Submission + - Fox Sues Woman for $15M for Hosting Leaked Scripts (hollywoodreporter.com)

eldavojohn writes: A number of sites are reporting that PJ McIlvaine is being sued by Fox for $15 million dollars. McIlvaine, a screenwriter herself, appeared to be collecting scripts available online and hosting them in a Media Fire repository for other screenwriters to learn from. Fox doesn't see it the same way and alleges that some of the scripts were for movies not yet out saying in the suit that McIlvaine did "interfere and trade off of the costly and carefully designed creative processes that produce finished works ready for public consumption. They harm the fans who do not want their enjoyment of a movie or television show to be spoiled by knowing the story ahead of actually being able to watch it." The Long Island woman did apparently host a script of Deadpool, an unreleased Fox comic book movie. According to the hefty amount, it appears that even sharing copyrighted scripts hurts movies in Fox's mind. Will lady justice agree?

Submission + - Anonymous Takes Down US Copyright, Hadopi Tomorrow (myce.com)

eldavojohn writes: According to several sites, yesterday the group known as Anonymous successfully took down copyright.gov, the main page of the United States' Copyright Office.

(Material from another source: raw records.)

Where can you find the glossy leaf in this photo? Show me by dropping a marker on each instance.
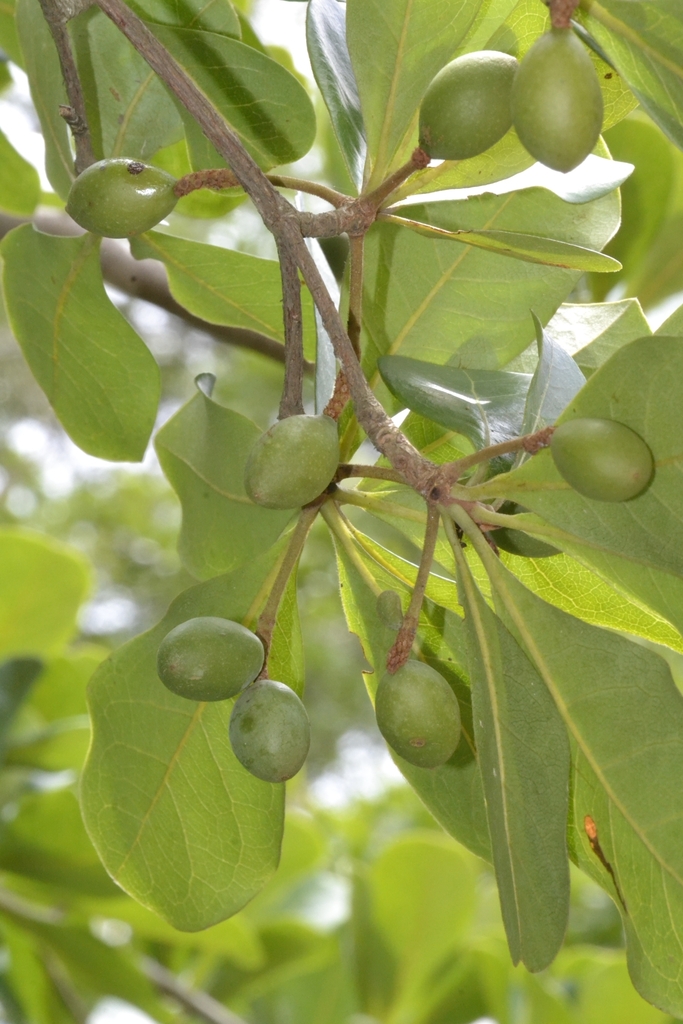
(593, 332)
(602, 684)
(638, 386)
(555, 382)
(98, 376)
(19, 185)
(453, 793)
(42, 586)
(266, 105)
(645, 44)
(395, 51)
(529, 248)
(130, 114)
(326, 35)
(523, 751)
(485, 406)
(161, 775)
(203, 451)
(429, 299)
(219, 285)
(47, 91)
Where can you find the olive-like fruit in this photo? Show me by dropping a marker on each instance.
(466, 110)
(121, 198)
(389, 609)
(556, 100)
(518, 543)
(418, 714)
(209, 658)
(293, 462)
(269, 731)
(602, 459)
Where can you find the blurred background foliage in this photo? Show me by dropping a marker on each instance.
(374, 915)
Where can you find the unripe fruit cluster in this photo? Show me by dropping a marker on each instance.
(553, 98)
(212, 658)
(121, 198)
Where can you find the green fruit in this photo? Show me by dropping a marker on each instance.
(120, 198)
(269, 731)
(389, 609)
(556, 100)
(466, 109)
(602, 459)
(518, 543)
(293, 462)
(209, 658)
(418, 715)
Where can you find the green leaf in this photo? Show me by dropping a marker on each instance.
(529, 248)
(161, 776)
(222, 286)
(47, 91)
(326, 35)
(203, 451)
(485, 406)
(523, 751)
(395, 51)
(19, 185)
(593, 332)
(453, 793)
(429, 299)
(129, 112)
(42, 586)
(16, 677)
(644, 41)
(97, 374)
(639, 386)
(602, 685)
(555, 382)
(266, 105)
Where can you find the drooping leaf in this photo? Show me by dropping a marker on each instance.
(203, 451)
(429, 299)
(395, 51)
(555, 382)
(97, 374)
(523, 752)
(161, 775)
(19, 185)
(602, 685)
(221, 286)
(453, 793)
(326, 35)
(485, 406)
(42, 585)
(592, 332)
(644, 41)
(529, 248)
(266, 105)
(47, 91)
(129, 112)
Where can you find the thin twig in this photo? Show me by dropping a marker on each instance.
(400, 650)
(199, 1004)
(266, 622)
(292, 400)
(75, 115)
(356, 261)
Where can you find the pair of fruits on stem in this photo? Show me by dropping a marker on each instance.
(552, 97)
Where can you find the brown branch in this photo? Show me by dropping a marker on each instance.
(292, 400)
(402, 646)
(287, 226)
(75, 115)
(199, 1004)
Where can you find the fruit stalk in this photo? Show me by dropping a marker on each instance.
(400, 650)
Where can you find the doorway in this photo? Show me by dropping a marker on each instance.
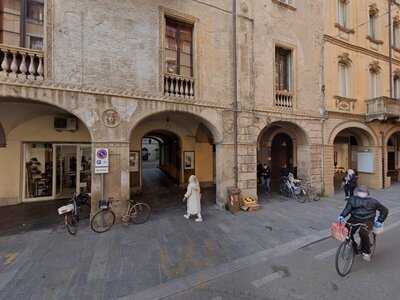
(56, 171)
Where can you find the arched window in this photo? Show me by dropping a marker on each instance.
(342, 13)
(2, 137)
(372, 21)
(374, 70)
(344, 75)
(396, 86)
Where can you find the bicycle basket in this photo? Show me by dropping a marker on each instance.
(104, 204)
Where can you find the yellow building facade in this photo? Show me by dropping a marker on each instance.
(361, 91)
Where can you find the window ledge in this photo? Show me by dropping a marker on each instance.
(285, 5)
(344, 29)
(337, 97)
(373, 40)
(397, 49)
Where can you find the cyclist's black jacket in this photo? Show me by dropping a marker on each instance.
(365, 209)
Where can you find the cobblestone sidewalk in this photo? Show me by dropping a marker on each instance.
(49, 264)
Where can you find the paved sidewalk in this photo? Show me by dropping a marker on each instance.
(49, 264)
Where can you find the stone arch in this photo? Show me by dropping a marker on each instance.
(2, 137)
(390, 132)
(209, 118)
(365, 131)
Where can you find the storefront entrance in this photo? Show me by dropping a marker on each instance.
(55, 171)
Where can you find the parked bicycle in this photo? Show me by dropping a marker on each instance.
(104, 219)
(137, 212)
(350, 248)
(310, 193)
(71, 211)
(291, 187)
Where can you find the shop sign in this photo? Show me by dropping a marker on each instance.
(101, 163)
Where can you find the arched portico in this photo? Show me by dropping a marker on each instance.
(352, 145)
(189, 148)
(283, 145)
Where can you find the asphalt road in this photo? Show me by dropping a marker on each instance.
(309, 273)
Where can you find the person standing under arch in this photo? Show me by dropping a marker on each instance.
(349, 183)
(193, 197)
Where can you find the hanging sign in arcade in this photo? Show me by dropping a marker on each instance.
(101, 163)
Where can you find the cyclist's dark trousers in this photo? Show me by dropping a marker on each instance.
(363, 232)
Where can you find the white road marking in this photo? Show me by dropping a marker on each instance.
(263, 281)
(331, 252)
(326, 254)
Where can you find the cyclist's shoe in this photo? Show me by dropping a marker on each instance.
(366, 257)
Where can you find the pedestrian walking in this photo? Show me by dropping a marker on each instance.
(193, 197)
(349, 183)
(266, 178)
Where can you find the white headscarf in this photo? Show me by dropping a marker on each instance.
(194, 181)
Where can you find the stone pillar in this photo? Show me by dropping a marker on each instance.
(225, 176)
(247, 157)
(116, 181)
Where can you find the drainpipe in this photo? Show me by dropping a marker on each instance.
(236, 96)
(383, 158)
(390, 48)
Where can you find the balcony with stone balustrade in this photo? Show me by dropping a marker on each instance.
(383, 109)
(21, 63)
(179, 86)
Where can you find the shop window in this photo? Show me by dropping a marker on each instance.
(342, 13)
(179, 48)
(344, 80)
(34, 10)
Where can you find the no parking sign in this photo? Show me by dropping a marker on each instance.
(101, 163)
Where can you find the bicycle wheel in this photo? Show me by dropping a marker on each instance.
(71, 222)
(344, 258)
(140, 213)
(372, 239)
(102, 221)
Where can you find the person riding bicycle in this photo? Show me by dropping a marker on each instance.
(349, 183)
(362, 209)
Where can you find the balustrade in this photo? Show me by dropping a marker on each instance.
(284, 100)
(21, 63)
(179, 86)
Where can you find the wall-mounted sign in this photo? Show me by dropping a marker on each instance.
(101, 161)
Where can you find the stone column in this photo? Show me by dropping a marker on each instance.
(116, 181)
(329, 170)
(225, 176)
(247, 156)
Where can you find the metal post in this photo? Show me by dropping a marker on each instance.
(390, 49)
(235, 103)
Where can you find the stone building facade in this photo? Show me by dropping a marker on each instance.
(112, 73)
(361, 80)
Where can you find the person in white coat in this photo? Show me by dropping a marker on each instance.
(193, 197)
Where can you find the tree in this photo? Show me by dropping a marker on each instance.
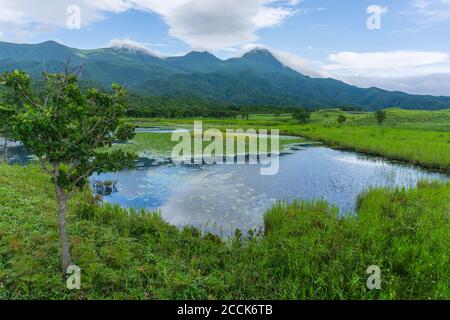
(9, 105)
(5, 129)
(381, 116)
(342, 119)
(64, 127)
(301, 115)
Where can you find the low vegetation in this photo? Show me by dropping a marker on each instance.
(305, 252)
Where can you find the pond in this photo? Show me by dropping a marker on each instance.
(222, 198)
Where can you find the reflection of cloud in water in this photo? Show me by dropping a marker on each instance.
(221, 198)
(214, 198)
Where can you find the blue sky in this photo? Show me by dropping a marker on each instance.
(322, 38)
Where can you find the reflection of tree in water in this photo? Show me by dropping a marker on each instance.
(104, 188)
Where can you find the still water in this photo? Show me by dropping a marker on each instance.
(222, 198)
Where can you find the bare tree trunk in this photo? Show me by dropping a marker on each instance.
(5, 151)
(62, 210)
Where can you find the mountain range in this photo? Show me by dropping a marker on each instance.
(256, 78)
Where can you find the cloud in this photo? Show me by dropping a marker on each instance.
(203, 24)
(377, 60)
(409, 71)
(131, 45)
(430, 12)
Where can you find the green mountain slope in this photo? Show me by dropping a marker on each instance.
(257, 78)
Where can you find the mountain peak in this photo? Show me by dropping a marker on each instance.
(201, 55)
(259, 52)
(262, 55)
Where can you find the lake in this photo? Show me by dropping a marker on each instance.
(223, 198)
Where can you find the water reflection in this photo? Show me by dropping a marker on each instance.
(221, 198)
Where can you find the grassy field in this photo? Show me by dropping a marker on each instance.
(159, 145)
(416, 137)
(306, 251)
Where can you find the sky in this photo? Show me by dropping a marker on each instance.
(396, 45)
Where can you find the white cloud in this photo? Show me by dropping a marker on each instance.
(205, 24)
(377, 60)
(131, 45)
(409, 71)
(431, 11)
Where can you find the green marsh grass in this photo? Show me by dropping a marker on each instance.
(305, 252)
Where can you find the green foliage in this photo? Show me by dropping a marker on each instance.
(302, 115)
(342, 119)
(257, 78)
(64, 126)
(426, 148)
(381, 116)
(306, 252)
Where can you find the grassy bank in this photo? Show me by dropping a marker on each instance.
(307, 252)
(415, 137)
(430, 149)
(157, 145)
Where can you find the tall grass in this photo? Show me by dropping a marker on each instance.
(429, 149)
(305, 251)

This follows attacks on the Ministry of Sound website, the RIAA this last weekend and for tomorrow (the fifth of November) word is that yet another DDOS attack will occur — probably against the French site Hadopi. It would appear that Operation Payback is in full swing and even Gene Simmons will tell you resistence is futile.

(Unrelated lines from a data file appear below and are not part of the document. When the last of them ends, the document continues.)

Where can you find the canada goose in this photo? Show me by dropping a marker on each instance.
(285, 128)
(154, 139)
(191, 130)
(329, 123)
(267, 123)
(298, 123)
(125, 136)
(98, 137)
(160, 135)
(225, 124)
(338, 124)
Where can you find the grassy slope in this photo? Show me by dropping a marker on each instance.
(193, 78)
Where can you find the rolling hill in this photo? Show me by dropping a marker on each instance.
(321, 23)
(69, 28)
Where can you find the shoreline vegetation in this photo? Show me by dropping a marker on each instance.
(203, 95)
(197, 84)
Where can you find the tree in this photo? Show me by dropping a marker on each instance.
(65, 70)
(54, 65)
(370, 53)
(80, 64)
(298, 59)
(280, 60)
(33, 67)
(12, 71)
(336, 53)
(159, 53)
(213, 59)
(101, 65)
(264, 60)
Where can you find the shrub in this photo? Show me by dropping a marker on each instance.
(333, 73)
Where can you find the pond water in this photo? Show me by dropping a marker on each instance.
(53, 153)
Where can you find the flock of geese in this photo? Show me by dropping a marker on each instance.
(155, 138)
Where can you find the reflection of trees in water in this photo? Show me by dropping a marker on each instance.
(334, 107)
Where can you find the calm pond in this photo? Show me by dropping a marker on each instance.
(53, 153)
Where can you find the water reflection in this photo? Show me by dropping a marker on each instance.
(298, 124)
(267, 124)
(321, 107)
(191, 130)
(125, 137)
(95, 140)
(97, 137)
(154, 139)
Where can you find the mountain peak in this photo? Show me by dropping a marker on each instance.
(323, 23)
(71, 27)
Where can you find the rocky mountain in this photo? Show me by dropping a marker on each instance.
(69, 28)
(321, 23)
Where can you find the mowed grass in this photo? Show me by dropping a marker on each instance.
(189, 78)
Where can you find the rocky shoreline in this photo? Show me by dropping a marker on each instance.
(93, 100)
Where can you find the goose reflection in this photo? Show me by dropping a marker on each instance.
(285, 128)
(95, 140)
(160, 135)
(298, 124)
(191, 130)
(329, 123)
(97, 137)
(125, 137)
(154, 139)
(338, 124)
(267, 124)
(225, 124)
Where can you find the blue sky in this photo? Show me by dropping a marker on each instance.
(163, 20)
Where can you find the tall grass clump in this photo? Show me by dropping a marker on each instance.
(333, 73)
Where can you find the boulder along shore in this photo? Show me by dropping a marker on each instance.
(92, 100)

Submission + - AP Proposes ASCAP-Like Fees for the News (techdirt.com)

eldavojohn writes: Techdirt directed my attention to an article where the AP discussed pressure from new devices and mediums today giving them cause to create a clearinghouse for news — much like the music industry's ASCAP — to 'establish an enforcement and payment system.' You'll notice that the story I am linking to and quoting is an AP story ... would Slashdot then be required to pay these fees? We have seen DMCA take down notices and fee discussions before from the AP.

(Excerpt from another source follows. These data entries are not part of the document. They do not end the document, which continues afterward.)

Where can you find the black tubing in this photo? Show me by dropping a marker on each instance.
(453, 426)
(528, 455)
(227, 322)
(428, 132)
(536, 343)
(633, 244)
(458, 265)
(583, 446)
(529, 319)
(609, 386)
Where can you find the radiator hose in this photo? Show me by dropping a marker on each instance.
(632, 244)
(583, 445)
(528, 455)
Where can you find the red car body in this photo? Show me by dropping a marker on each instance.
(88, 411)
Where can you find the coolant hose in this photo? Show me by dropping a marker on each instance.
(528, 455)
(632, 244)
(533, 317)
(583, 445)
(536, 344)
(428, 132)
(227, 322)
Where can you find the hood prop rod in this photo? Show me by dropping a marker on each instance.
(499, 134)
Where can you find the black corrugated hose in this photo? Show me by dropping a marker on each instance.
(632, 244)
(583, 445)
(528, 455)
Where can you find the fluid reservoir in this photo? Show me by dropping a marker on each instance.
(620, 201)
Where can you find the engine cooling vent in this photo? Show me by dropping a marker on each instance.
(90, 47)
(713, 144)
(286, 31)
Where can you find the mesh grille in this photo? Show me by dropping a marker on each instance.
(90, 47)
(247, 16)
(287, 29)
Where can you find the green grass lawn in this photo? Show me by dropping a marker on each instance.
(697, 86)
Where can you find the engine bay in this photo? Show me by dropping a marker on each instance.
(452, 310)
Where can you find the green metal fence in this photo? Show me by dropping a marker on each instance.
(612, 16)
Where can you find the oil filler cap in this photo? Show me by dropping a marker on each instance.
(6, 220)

Submission + - Brazilian Court Orders Worldwide Ban on GTA Game (go.com)

eldavojohn writes: Right now details are thin but the AP is reporting that a Brazilian court is demanding that Rockstar and the local distributor halt sales of Grand Theft Auto IV: Episodes From Liberty City worldwide or pay $3,000 per day. From the article, 'A court statement says the game makers do not have the rights to "Bota o Dedinho pro Alto," which is sung by an 8-year-old Brazilian boy and was composed by his father.' The Escapist provides video of the disputed scenes and songs that, according to Kotaku Brazil, Rockstar alleges are legally licensed. No news sources are reporting any damage amounts being sought by the 8 year old DJ and his father aside from the court's decision to pull the game out of stores around the world or fine Rockstar daily.